The old man smiled one of his mischievous Meachum smiles, then faded behind a mask of remoteness.

“Well, Raymond, believe what you will and for whatever reason you wish. But agree with me on this one sound operating principle. That this man Swagger must be found and destroyed.”

“We’ll get him.”

“Speaking of which, I had an idea. The Electrotek 5400. State of the art, is it not?”

“You know it is.”

“It seems a shame to let it sit up in New Orleans until the general figures out how to get it back through customs. It occurs to me how very useful it might be to you in your quest.”

“Jesus,” said the colonel.

“Yes, I thought you’d be pleased. You see, Raymond, even though you don’t think so, we do take care of our own. We always have. We always will. And I’d destroy that tape if I were you.”

“I will,” said Shreck, looking at the goddamned thing in his hand.

CHAPTER EIGHTEEN

He drove through brightness. There was brightness everywhere. The sun was a blaze, a flare; the white sand picked it up and threw it back. He drove squint-eyed because he had no sunglasses. He drove straight on because he did not want to stop to rent a room, knowing his face was the most famous in America. He lived on candy bars and Twinkies and Cokes from desolate gas station vending machines and thanked God he had had a couple of hundred bucks in his wallet. He drove through the pain and the anger; he just committed himself to driving and he drove.

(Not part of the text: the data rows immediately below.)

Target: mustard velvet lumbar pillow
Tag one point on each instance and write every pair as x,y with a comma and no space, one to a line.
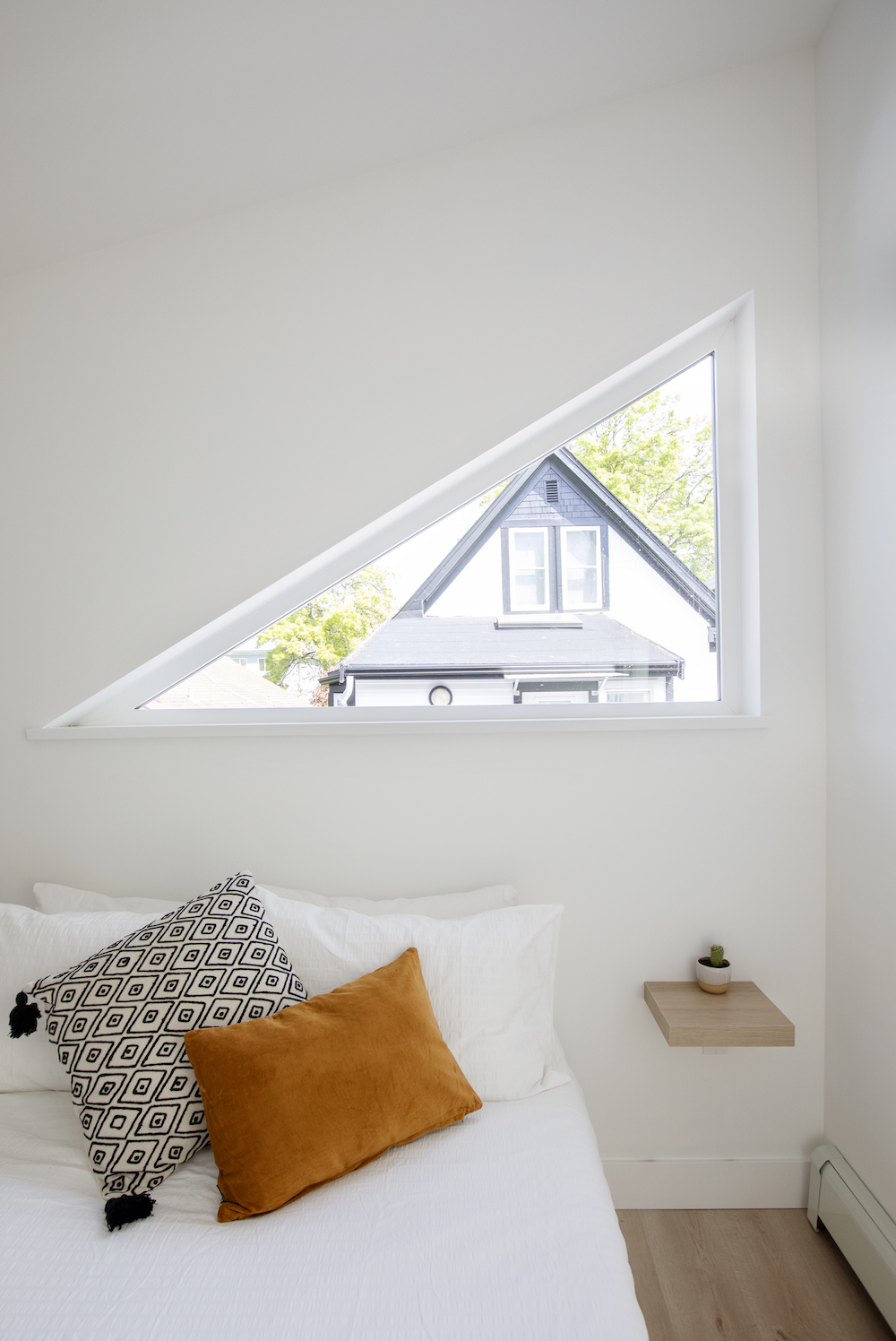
314,1092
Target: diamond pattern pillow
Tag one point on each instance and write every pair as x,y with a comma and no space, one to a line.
118,1022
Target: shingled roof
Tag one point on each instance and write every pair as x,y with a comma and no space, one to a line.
478,644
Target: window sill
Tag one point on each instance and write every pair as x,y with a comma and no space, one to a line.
439,722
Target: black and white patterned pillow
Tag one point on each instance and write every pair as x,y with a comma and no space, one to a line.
118,1022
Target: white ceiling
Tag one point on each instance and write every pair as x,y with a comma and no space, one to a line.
121,117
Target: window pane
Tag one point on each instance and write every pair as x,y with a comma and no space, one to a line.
529,549
639,483
581,549
581,586
529,587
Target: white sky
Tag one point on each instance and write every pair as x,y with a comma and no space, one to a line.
412,561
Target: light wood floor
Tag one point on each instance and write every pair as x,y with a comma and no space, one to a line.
745,1276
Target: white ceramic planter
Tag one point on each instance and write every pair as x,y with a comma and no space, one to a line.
714,979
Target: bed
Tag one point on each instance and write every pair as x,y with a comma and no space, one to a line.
501,1227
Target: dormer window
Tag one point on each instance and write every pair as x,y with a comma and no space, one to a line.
581,567
529,575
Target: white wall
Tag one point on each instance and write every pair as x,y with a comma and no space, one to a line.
191,416
857,197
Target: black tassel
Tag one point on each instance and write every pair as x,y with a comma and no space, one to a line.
124,1210
23,1018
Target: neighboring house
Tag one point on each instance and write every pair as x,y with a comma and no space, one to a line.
226,684
556,594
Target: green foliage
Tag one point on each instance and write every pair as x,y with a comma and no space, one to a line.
660,465
331,627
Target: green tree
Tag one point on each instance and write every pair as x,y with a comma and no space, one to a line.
331,627
660,465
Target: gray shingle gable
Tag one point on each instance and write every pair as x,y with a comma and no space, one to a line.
570,510
569,471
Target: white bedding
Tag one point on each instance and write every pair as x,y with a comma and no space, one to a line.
501,1229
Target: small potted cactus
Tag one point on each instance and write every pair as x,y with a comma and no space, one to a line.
714,971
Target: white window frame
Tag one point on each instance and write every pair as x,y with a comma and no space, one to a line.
582,605
529,530
728,334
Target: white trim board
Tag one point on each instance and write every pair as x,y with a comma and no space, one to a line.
707,1184
391,724
728,334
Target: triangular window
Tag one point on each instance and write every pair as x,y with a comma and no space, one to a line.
573,569
588,577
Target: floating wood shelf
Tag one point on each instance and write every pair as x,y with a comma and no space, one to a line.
744,1017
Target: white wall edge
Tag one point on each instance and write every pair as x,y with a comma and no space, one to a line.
391,726
707,1184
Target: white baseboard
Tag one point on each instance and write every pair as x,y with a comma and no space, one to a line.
706,1184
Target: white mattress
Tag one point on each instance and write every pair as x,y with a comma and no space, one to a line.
501,1227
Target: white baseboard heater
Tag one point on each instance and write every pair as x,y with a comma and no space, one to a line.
857,1224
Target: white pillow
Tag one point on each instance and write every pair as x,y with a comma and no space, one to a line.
490,979
421,905
61,899
32,946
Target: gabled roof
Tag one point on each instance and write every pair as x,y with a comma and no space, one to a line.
567,465
479,645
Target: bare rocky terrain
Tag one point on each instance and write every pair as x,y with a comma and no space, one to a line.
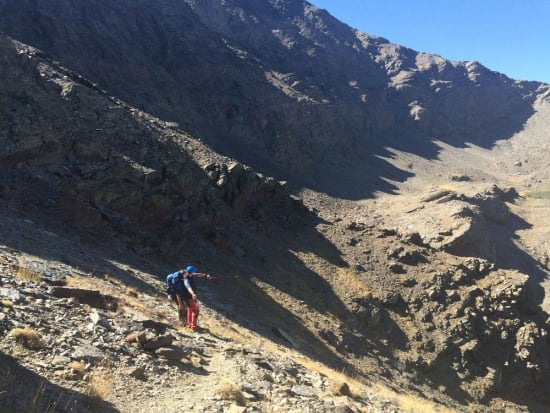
378,232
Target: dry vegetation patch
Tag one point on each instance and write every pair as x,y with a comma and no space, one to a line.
28,338
100,383
228,390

Now it was hot. He was in desert. The spindly cacti that played across the low rills looked as if they could kill him; in some religious part of his brain they looked like crucifixes, though of course he was not a Catholic but some sort of Baptist back when his daddy had been alive. Ahead, the road was a straight, shimmering band in the heat; mirage rose off it in the light and dust devils swirled across it. Onward he drove.

He held right at seventy, just five miles over the speed limit. He was in his third stolen car, a 1986 Mercury Bobcat, but always before he stole a car he switched its plates with another vehicle’s. That was an old trick he’d heard about on Parris Island, from some tough young black kid, probably now long dead in Vietnam.

It was strange: from the long, wet haul across the swamp, hoarding cartridges, hunting to live, taking only the surest of shots; then, when he was down to his last, he came across something like civilization. He threw the gun away and nabbed a car; and then a long eighteen-hour driving stretch that brought him to desert. Ten hours in Texas. New Mexico was shorter. He was now in Arizona. Texas was long past, though it had been a long, long stretch in Texas. He knew he was almost there. And what was there? Maybe nothing. Maybe this was it. But there was no other choice. He’d thought it out. No, no other place to go that would not get him caught because they’d be looking for him everywhere. But here there was a chance.

He came over a rise. A little town in the desert, a spread of buildings, with bright tin roofs glowing in the sun, lay just ahead. There’d be some kind of law here too, but he didn’t care. Far off, he could see the purple crests of mountains, but for now just this spread of buildings in the desert. He slowed.

The town came up fast.

AJO, ARIZ., the sign said, POP. 7,567.

He drove through, shielding his eyes against the dazzle. Bank, strip mall, convenience store, two gas stations, one main drag, what looked to be some tract houses where a lot of water had produced what passed for green, a McDonald’s, a Burger King, another gas station, Ajo Elementary School, and then, yes, finally, Sunbelt Trailer Park.

Bob pulled in. Drove all this way for such a scruffy little place, huh? Maybe a hundred trailers, maybe a hundred palm trees, it all looked the same to him.

He almost lost it right here at the end. Some pain fired up behind his eyes and his whole body felt itchy or patchy, as if he’d come down with a terrible skin disease. The entry wound hurt something terrible; a low throbbing against his nipple where the bullet had driven through him.